An HRC Unforced Error

The scandal du jour is that, it has been revealed, as Secretary of State Hillary Clinton conducted official government business using a personal email account and not the government one, and on top of that did not archive her emails in the Department of State archive as required.

It’s entirely possible — and I would like to think true — that she never revealed sensitive information in emails and used email only for more informal communication. But we have no way to know that, and it looks bad.

It’s also absolutely true that Republicans Did It First.

But this story looks even worse if you transport yourself back to early 2009, when Clinton first became of Secretary of State and, according to this story, initially refused to use a governmental account. The Bush administration had just left office weeks earlier under the shadow of, among other things, a major ongoing scandal concerning officials who used personal email addresses to conduct business, and thus avoid scrutiny.

The scandal began in June 2007, as part of a Congressional oversight committee investigation into allegations that the White House had fired US Attorneys for political reasons. The oversight committee asked for Bush administration officials to turn over relevant emails, but it turned out the administration had conducted millions of emails’ worth of business on private email addresses, the archives of which had been deleted.

The effect was that investigators couldn’t access millions of internal messages that might have incriminated the White House. The practice, used by White House officials as senior as Karl Rove, certainly seemed designed to avoid federal oversight requirements and make investigation into any shady dealings more difficult. Oversight committee chairman Henry Waxman accused the Bush administration of “using nongovernmental accounts specifically to avoid creating a record of the communications.”

Also, too,

Three years ago we learned that Mitt Romney oversaw the purchase of 17 state-issued hard drives, and wiped clean computers and servers that contained electronic copies of emails from his gubernatorial office.

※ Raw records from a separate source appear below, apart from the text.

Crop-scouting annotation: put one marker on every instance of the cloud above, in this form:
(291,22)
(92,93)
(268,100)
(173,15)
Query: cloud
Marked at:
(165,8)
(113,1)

Romney later admitted the move was intended to hide official correspondence from the public and keep potentially-embarrassing information under wraps in advance of his presidential campaign. During the 2012 race, Republicans said this didn’t matter, either.

But, y’know what? I don’t happen to think “Spanky (or whomever) did it first” is a valid excuse.

If she had had a publicly spelled-out policy that only the most routine and non-sensitive communication would be conducted by email I might be inclined to not care, or to write off the criticism as nit-picking, but I haven’t heard that she did.

I’m seeing a lot of people write this off as another faux scandal, but I agree with John Cole — this was a stupid unforced error. Could it be that she gets off on being investigated?

In other news: I realize this is Bibi Netanyahu Day in Congress. I’m waiting for the reviews.